Introduction:  The Impella ventricular support system is a device that can be inserted percutaneously or directly across the aortic valve to unload the left ventricle. The purpose of this study is to determine the role of Impella devices in patients with acute cardiogenic shock in the perioperative period of cardiac surgery.

Methods:  A retrospective single-surgeon review of 11 consecutive patients who underwent placement of Impella devices in the perioperative period of cardiac surgery was performed. Patient records were evaluated for demographics, indications for placement, and postoperative outcomes.

Results:  Impella devices were placed for refractory cardiogenic shock preoperatively in 6 patients, intraoperatively in 4 patients, and postoperatively as a rescue in 1 patient.
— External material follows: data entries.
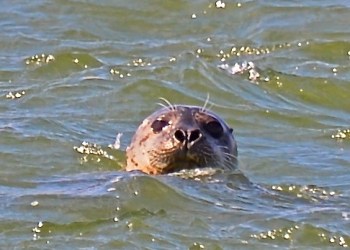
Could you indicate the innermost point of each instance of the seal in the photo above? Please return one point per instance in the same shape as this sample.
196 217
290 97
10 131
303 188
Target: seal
180 137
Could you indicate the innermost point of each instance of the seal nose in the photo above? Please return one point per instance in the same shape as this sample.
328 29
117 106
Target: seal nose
189 137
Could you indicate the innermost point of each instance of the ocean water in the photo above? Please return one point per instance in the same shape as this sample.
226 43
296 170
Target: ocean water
76 73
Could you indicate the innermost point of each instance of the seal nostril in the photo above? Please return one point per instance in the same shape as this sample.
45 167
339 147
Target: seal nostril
180 135
194 135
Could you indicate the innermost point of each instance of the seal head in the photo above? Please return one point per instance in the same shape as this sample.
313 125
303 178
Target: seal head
181 137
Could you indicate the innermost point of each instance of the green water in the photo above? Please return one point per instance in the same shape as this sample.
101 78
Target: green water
84 71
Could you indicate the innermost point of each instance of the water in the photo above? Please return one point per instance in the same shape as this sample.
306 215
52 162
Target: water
104 67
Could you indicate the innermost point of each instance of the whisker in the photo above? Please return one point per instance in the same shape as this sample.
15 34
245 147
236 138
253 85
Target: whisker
170 105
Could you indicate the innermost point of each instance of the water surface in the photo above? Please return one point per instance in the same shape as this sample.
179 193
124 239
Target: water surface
84 71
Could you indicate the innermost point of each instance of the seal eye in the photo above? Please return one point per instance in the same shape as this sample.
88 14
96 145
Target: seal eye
158 125
214 128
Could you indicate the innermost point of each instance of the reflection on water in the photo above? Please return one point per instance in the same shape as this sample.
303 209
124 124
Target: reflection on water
74 74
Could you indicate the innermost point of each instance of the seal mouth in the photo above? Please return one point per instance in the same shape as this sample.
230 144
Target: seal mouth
187 137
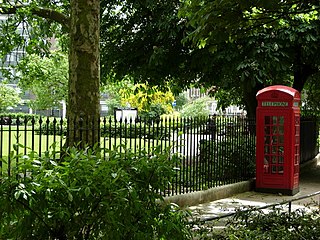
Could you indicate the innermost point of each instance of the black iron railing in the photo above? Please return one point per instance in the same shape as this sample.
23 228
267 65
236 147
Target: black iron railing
214 151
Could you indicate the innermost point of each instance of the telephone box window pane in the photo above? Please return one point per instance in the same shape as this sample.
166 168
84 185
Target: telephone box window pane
281 120
281 150
281 130
281 160
274 139
266 165
266 149
267 120
267 130
274 159
267 140
274 129
280 169
274 149
281 139
274 120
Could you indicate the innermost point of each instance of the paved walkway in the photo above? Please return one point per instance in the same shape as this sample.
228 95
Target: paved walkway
309 184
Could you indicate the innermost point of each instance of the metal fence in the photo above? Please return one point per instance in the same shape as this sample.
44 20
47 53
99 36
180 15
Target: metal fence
214 151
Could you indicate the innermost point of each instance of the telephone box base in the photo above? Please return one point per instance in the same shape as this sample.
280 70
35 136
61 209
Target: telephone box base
289 192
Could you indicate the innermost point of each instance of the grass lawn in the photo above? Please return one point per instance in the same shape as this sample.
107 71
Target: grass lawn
29 141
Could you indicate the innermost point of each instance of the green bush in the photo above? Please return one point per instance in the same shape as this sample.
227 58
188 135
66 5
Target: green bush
86 197
24 118
277 224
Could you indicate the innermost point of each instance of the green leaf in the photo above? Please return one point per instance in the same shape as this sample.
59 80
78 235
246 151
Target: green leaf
87 191
70 197
17 194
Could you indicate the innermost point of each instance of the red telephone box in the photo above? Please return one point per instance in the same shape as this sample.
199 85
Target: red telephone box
278 140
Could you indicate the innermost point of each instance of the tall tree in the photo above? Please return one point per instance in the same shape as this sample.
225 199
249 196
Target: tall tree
280 40
46 78
228 46
79 21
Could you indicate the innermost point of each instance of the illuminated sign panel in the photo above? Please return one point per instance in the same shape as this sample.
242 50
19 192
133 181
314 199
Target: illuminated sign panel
275 104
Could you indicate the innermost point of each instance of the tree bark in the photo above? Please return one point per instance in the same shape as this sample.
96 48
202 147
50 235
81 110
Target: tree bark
83 109
301 70
249 96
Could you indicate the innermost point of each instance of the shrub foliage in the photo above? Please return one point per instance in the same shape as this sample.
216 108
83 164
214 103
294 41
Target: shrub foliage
87 197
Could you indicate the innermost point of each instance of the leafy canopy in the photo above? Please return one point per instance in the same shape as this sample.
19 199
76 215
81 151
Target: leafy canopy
46 78
9 97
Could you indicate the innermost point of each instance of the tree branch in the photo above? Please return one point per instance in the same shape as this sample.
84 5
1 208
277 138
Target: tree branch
45 13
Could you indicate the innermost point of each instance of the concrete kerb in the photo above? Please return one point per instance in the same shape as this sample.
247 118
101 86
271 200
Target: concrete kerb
212 194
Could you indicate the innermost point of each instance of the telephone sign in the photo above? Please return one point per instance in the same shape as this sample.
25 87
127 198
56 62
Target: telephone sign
278 140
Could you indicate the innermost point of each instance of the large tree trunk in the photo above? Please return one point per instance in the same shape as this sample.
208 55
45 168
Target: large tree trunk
301 70
83 110
249 97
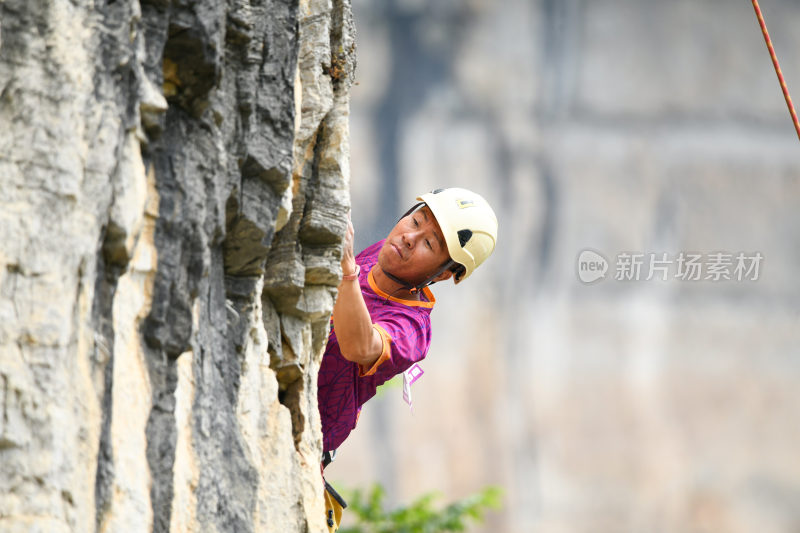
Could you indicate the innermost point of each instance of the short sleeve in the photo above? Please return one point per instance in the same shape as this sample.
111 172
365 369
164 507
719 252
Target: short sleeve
410 337
386 352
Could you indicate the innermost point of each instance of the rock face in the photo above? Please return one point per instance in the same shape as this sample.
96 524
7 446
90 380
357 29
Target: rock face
174 184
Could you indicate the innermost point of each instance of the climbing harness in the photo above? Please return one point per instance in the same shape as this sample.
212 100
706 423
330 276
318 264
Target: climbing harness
774 57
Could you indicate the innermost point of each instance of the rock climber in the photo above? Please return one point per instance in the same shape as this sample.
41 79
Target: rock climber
381 318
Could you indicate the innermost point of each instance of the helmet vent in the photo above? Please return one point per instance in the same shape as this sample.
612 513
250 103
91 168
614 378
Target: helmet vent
464 236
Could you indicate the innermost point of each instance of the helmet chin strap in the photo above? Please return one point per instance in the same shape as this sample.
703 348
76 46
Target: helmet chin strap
414 289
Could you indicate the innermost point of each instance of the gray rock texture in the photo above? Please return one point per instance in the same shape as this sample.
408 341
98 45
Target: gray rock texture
173 191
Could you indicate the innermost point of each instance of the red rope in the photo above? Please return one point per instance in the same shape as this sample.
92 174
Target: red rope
777 67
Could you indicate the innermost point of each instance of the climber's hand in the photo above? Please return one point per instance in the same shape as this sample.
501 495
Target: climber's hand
348 258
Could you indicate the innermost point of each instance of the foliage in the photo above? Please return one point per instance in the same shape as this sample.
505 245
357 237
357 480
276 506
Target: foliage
418 517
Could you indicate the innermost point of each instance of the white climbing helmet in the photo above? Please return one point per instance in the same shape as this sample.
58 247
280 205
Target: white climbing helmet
468 223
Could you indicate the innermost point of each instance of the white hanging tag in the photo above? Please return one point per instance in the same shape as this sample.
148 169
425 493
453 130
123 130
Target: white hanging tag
409 377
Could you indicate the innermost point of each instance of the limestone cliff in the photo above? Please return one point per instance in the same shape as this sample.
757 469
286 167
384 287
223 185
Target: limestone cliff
174 183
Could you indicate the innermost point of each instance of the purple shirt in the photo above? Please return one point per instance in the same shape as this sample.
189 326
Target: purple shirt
344 386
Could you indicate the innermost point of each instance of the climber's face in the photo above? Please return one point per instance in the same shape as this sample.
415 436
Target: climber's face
415 248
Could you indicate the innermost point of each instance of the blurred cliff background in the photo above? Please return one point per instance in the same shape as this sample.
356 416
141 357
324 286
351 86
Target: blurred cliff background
620 126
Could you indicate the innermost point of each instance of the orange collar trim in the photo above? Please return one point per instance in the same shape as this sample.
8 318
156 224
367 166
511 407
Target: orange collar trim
412 303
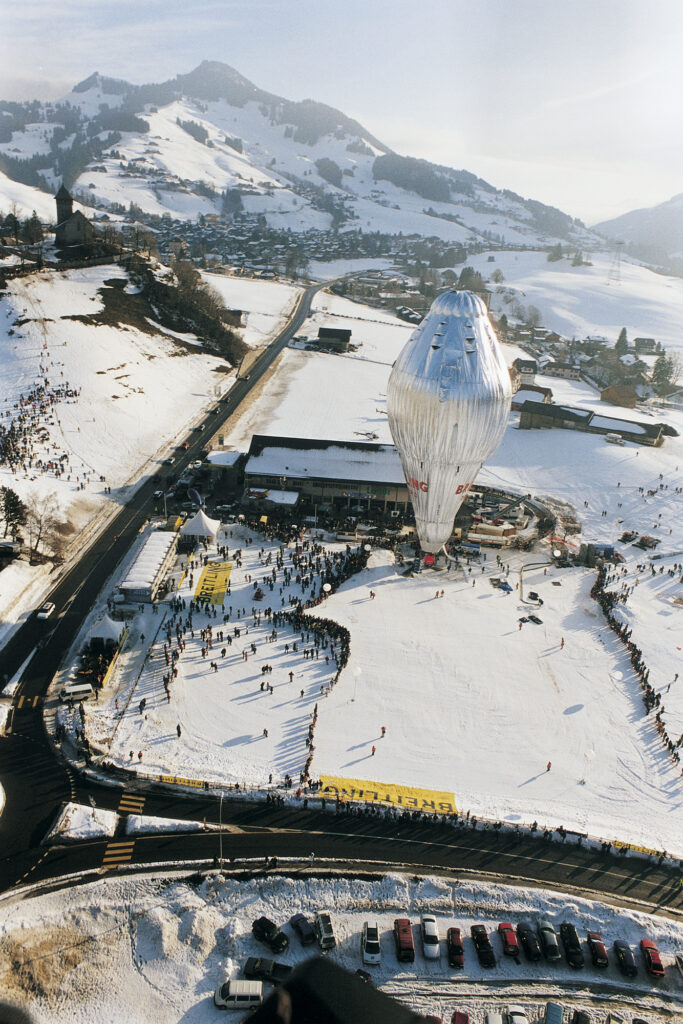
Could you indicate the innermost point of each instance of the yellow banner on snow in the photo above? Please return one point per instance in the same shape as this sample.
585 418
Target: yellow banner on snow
638 849
213 582
178 780
386 793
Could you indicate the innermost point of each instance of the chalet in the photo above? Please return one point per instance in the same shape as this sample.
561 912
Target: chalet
537 415
526 370
530 392
567 371
73 228
334 338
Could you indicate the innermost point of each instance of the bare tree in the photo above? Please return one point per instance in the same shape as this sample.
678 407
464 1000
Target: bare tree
44 522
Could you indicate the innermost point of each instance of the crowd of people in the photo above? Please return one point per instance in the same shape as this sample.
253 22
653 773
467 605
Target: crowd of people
300 576
608 600
24 430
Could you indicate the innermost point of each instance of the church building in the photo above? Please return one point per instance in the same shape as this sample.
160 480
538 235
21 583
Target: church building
73 228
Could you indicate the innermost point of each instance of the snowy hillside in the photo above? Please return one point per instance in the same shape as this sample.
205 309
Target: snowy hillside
657 226
102 398
180 146
579 301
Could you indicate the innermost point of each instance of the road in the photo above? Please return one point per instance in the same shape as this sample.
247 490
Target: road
37 780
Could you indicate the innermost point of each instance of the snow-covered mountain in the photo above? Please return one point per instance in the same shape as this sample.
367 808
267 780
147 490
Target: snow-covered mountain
212 142
659 227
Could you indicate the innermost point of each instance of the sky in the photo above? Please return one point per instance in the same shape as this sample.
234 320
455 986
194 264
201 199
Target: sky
572 102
Seven patients received Impella CP, 1 Impella RP, 1 Impella CP and RP, and 2 Impella 5.0. Additionally, 3 patients required preoperative venovenous extracorporeal membrane oxygenation (VV-ECMO), and 1 patient required intraoperative venoarterial extracorporeal membrane oxygenation (VA-ECMO). All Impella devices were removed 1 to 28 days after implantation. Length of stay in the intensive care unit stay ranged from 2 to 53 days (average 23.9±14.6). The 30-day and 1-year mortality were 0%. Ten of 11 patients were alive at 2 years. Also, 1 patient died 18 months after surgery from complications of coronavirus disease (Covid-19). Device-related complications included varying degrees> of hemolysis in 8 patients (73%) and device malfunction in 1 patient (9%).

Conclusions:  The Impella ventricular support system can be combined with other mechanical support devices for additional hemodynamic support. All patients demonstrated myocardial recovery with no deaths in the perioperative period and in 1-year of follow-up. Larger studies are necessary to validate these findings.

Keywords: Extracorporeal Membrane Oxygenation; Shock; Cardiogenic; Heart Ventricles; Aortic Valve; Hemodynamics; Cardiac Surgical Procedures; Perioperative Period.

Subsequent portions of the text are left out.